NUCLEATE POOL BOILING FROM SELECTIVE LASER MELTED MICROGROOVES/ MICROCAVITIES SURFACES WITH HFE-7000

DOI: 10.1615/TFESC1.mph.013076
pages 1917-1928

Jin Yao Ho
School of Mechanical and Aerospace Engineering Nanyang Technological University 50 Nanyang Avenue, Singapore 639798 Republic of Singapore

Kin Keong Wong
School of Mechanical and Aerospace Engineering Nanyang Technological University 50 Nanyang Avenue, Singapore 639798 Republic of Singapore

Kai Choong Leong
School of Mechanical and Aerospace Engineering Nanyang Technological University 50 Nanyang Avenue, Singapore 639798 Republic of Singapore

Charles Yang
School of Mechanical and Aerospace Engineering Nanyang Technological University 50 Nanyang Avenue, Singapore 639798 Republic of Singapore


KEY WORDS: Pool boiling, critical heat flux, selective laser melting, HFE-7000

Abstract

Microscale surface modification techniques for enhancing nucleate pool boiling performance have shown significant progress in the last three decades.
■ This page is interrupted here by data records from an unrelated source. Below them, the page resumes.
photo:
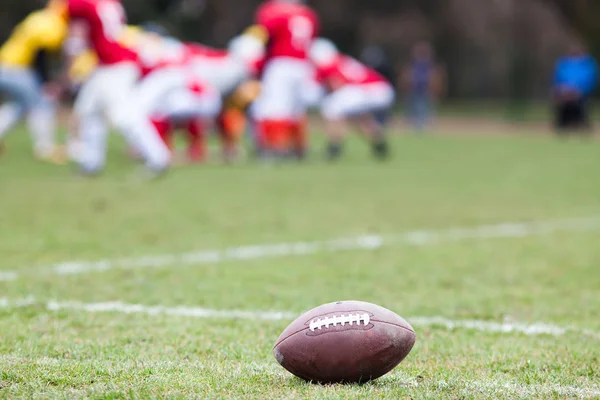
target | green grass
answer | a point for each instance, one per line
(50, 215)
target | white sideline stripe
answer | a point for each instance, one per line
(492, 386)
(533, 329)
(6, 276)
(497, 387)
(361, 242)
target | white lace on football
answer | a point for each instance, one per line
(320, 323)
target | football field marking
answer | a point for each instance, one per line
(6, 276)
(468, 388)
(118, 307)
(361, 242)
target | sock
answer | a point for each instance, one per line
(92, 139)
(144, 136)
(381, 148)
(196, 145)
(334, 151)
(10, 113)
(163, 127)
(42, 125)
(299, 139)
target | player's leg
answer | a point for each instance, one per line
(41, 121)
(336, 108)
(276, 107)
(379, 100)
(93, 138)
(123, 109)
(90, 130)
(16, 86)
(303, 100)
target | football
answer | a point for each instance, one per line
(344, 342)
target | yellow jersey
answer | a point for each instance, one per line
(41, 30)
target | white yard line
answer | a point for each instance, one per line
(6, 276)
(469, 388)
(361, 242)
(522, 390)
(531, 329)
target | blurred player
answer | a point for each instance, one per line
(25, 80)
(280, 110)
(354, 91)
(109, 92)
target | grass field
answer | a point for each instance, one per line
(115, 288)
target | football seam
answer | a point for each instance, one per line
(399, 326)
(374, 320)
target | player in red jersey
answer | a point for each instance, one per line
(354, 91)
(280, 110)
(109, 91)
(189, 90)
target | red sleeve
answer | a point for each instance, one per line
(76, 8)
(265, 17)
(316, 23)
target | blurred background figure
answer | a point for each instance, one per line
(26, 82)
(375, 57)
(575, 78)
(280, 111)
(422, 82)
(353, 93)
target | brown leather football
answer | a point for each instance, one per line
(347, 341)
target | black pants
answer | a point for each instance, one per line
(572, 114)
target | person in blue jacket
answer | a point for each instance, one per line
(575, 78)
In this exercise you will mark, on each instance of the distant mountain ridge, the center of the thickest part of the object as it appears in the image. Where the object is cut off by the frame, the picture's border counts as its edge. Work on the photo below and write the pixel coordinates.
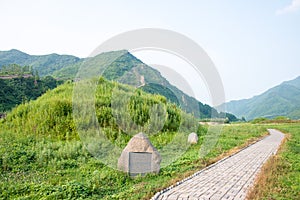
(44, 64)
(281, 100)
(126, 69)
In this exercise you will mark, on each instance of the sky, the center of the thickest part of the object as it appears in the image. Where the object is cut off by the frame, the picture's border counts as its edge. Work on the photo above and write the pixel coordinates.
(254, 45)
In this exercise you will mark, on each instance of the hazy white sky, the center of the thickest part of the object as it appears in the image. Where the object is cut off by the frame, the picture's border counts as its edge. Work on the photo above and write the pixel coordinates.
(254, 44)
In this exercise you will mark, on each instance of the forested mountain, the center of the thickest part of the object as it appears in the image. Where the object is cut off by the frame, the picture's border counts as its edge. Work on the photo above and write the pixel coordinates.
(281, 100)
(125, 69)
(44, 64)
(19, 84)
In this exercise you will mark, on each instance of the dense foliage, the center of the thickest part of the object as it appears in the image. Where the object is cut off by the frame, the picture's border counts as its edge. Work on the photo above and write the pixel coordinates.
(45, 65)
(125, 69)
(41, 155)
(15, 88)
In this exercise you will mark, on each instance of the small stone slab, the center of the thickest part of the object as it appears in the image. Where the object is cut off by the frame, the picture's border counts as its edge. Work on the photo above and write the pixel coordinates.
(139, 157)
(193, 138)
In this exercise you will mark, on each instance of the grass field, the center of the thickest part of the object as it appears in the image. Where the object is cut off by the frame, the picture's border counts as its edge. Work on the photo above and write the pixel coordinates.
(43, 168)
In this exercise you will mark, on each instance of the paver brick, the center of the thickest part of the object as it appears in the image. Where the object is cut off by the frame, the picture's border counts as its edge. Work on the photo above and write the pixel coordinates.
(230, 178)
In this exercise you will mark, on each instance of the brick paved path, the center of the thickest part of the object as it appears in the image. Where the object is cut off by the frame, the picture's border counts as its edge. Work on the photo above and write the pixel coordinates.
(229, 178)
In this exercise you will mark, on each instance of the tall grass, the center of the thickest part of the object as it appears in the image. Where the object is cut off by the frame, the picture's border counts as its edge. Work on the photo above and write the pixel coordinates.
(280, 177)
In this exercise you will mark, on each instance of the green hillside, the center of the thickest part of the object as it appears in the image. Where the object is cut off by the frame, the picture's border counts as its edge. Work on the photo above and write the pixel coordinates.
(19, 84)
(125, 69)
(43, 156)
(44, 64)
(282, 100)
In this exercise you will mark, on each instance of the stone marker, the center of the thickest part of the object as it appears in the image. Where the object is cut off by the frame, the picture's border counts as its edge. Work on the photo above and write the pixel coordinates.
(139, 157)
(193, 138)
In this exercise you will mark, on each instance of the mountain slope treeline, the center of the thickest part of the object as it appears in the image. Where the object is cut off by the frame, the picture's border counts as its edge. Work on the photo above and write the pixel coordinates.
(19, 85)
(281, 100)
(126, 69)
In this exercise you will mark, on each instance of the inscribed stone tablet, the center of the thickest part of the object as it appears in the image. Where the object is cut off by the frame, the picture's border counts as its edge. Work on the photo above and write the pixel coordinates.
(139, 163)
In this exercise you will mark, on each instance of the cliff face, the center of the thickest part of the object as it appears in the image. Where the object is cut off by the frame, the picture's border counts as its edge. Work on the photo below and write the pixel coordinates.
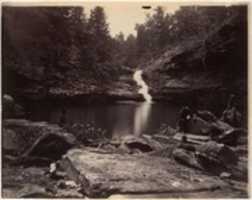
(204, 72)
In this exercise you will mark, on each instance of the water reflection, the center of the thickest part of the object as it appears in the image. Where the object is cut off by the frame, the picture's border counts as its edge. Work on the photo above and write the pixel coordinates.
(141, 117)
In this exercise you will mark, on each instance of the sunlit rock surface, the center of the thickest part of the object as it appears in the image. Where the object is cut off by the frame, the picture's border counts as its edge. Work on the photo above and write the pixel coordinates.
(102, 174)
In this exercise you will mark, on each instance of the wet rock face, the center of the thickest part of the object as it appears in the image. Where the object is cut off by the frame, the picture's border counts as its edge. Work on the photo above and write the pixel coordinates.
(11, 108)
(24, 139)
(202, 71)
(102, 174)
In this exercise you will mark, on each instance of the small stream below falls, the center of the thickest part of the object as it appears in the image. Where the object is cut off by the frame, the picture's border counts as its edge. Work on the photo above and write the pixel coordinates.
(120, 118)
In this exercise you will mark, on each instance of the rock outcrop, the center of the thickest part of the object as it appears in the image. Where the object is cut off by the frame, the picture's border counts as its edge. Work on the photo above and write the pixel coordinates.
(35, 142)
(201, 71)
(101, 174)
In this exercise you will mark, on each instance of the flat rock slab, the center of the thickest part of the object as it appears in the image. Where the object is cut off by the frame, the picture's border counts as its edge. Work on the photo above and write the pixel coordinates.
(102, 174)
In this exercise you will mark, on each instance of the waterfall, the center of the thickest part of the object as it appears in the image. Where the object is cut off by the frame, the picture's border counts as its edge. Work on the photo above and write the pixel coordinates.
(144, 90)
(143, 110)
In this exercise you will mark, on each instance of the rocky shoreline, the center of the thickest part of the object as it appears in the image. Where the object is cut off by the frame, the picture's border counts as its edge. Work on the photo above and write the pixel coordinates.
(56, 163)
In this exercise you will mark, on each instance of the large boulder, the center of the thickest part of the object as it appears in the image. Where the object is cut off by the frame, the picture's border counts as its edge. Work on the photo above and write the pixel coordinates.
(142, 144)
(101, 174)
(24, 139)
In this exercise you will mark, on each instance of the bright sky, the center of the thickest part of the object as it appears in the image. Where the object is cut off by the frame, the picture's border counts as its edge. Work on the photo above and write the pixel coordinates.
(123, 16)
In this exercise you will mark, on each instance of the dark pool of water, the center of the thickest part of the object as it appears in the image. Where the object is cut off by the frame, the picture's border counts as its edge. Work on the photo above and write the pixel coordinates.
(117, 119)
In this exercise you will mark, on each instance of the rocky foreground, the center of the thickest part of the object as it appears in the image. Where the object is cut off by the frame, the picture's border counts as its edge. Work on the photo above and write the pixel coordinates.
(45, 161)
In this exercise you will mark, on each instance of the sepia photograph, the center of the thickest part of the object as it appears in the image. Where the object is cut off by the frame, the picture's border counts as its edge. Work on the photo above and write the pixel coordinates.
(126, 99)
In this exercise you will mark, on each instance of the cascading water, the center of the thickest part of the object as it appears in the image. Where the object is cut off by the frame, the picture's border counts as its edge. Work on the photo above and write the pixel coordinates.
(142, 112)
(144, 90)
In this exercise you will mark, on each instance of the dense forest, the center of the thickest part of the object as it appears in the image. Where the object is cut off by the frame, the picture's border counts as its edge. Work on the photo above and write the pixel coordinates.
(51, 50)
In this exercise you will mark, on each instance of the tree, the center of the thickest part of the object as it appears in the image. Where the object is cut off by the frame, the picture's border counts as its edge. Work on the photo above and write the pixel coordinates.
(99, 31)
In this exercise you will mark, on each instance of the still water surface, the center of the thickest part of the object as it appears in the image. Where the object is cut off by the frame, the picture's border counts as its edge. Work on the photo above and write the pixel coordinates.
(118, 119)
Selective laser melting (SLM), with the ability to fabricate highly complex and ordered structures, offers an alternative surface modification technique for promoting boiling. This technique utilizes a laser source which selectively melts and fuses the base metal powder in accordance to pre-programmed models in successive layers. With adequate control of the laser intensity and scanning positions, structured microscale surfaces can be produced.
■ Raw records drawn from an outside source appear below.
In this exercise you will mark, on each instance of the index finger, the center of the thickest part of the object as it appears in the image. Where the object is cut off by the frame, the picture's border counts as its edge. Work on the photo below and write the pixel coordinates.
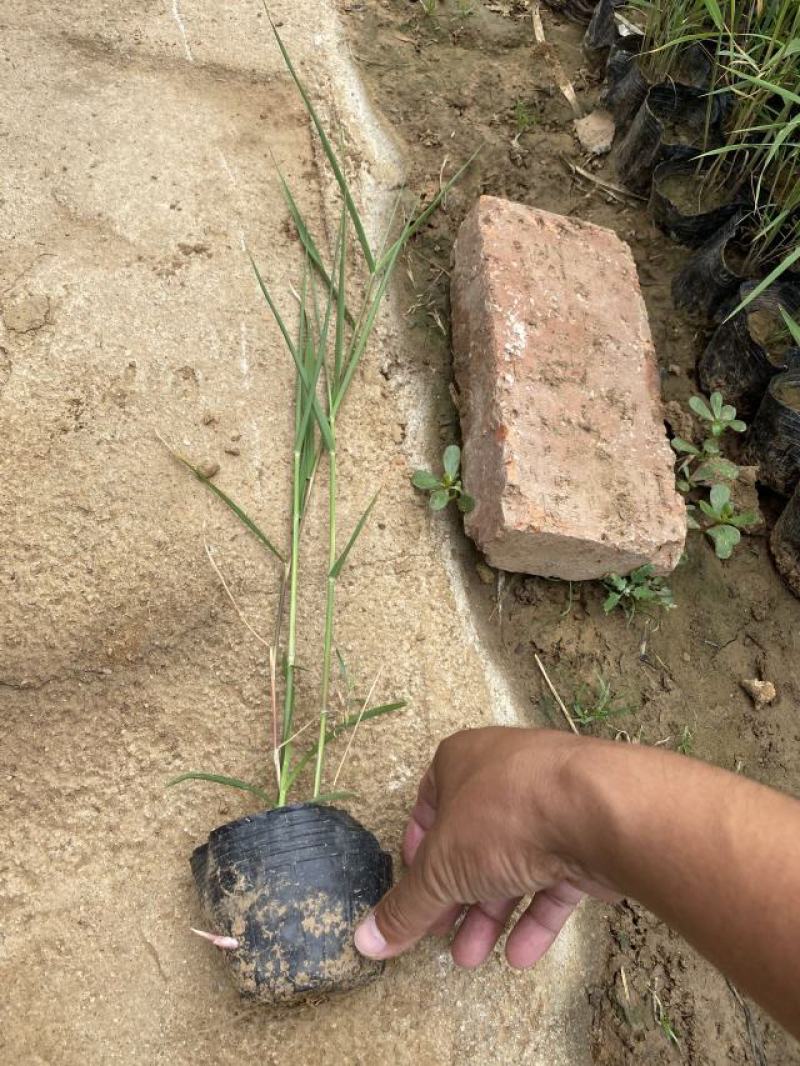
(421, 818)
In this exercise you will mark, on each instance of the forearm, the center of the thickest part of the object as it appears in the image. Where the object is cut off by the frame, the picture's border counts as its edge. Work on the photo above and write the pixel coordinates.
(713, 854)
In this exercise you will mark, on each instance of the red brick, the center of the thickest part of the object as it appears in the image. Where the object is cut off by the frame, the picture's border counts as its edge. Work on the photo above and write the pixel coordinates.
(564, 445)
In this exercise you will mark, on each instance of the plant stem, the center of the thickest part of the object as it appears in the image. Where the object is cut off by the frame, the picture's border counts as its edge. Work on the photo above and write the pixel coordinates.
(292, 634)
(328, 638)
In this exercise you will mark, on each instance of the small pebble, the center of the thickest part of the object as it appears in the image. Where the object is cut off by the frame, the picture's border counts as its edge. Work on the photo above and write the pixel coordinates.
(485, 574)
(762, 693)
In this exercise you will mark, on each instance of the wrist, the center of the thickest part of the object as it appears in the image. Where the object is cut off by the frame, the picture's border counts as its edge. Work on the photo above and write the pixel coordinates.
(585, 821)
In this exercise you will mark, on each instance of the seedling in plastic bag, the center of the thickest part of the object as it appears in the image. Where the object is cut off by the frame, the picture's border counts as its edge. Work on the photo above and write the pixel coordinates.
(638, 587)
(723, 523)
(448, 487)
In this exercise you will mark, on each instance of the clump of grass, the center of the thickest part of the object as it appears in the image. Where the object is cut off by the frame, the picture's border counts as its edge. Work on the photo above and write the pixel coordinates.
(754, 52)
(326, 346)
(525, 118)
(595, 707)
(638, 588)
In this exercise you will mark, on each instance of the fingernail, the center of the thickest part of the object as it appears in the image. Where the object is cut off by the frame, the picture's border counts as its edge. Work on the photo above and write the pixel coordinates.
(368, 938)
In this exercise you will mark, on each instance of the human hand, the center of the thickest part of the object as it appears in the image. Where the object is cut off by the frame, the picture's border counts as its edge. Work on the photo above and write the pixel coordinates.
(486, 830)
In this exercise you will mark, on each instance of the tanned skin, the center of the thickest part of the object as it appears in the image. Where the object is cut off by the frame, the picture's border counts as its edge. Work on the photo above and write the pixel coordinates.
(506, 813)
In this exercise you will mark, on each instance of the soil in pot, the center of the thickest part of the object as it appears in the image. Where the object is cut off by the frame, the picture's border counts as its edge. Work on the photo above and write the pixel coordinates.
(774, 437)
(688, 207)
(747, 351)
(785, 543)
(714, 272)
(290, 885)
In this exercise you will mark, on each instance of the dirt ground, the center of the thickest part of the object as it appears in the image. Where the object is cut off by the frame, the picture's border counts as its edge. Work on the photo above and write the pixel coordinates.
(470, 77)
(139, 147)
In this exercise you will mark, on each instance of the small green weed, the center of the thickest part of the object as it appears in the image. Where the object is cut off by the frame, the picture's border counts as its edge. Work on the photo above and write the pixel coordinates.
(448, 487)
(596, 707)
(722, 523)
(703, 464)
(525, 118)
(686, 743)
(638, 587)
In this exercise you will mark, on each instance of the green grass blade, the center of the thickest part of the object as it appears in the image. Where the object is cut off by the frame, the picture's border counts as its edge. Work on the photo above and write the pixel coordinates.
(793, 326)
(411, 228)
(340, 308)
(241, 515)
(785, 264)
(233, 782)
(328, 148)
(338, 565)
(273, 307)
(307, 240)
(349, 723)
(299, 362)
(361, 339)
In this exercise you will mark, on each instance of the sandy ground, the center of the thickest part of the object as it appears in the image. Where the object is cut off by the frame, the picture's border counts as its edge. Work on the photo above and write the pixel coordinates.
(472, 76)
(137, 156)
In the present study, two 10 mm × 10 mm microstructured surfaces were fabricated using the SLM technique with AlSi10Mg metallic powder of 20 to 63 µm distribution size range. Surfaces 1 and 2 contain 500 µm and 700 µm sized microcavities, respectively. In addition, the microcavities were separated by microgrooves with average distances of 120 and 150 µm. Saturated pool boiling experiments were performed on these surfaces with HFE-7000 in a thermosyphon. The results show that the microstructured surfaces enhanced heat transfer by up to 30% as compared to a plain surface and critical heat flux as high as 50.5 W/cm2 was achieved. In addition, the microgrooves were observed to be active nucleation sites whereas the microcavities were found to be inactive sites. These observations agree well with the theoretical analysis performed, where the active cavities sizes were calculated to be between 0.05 and 164 µm. Finally, correlations are proposed to characterize the pool boiling curves of these surfaces taking into consideration the effects of their microfeatures.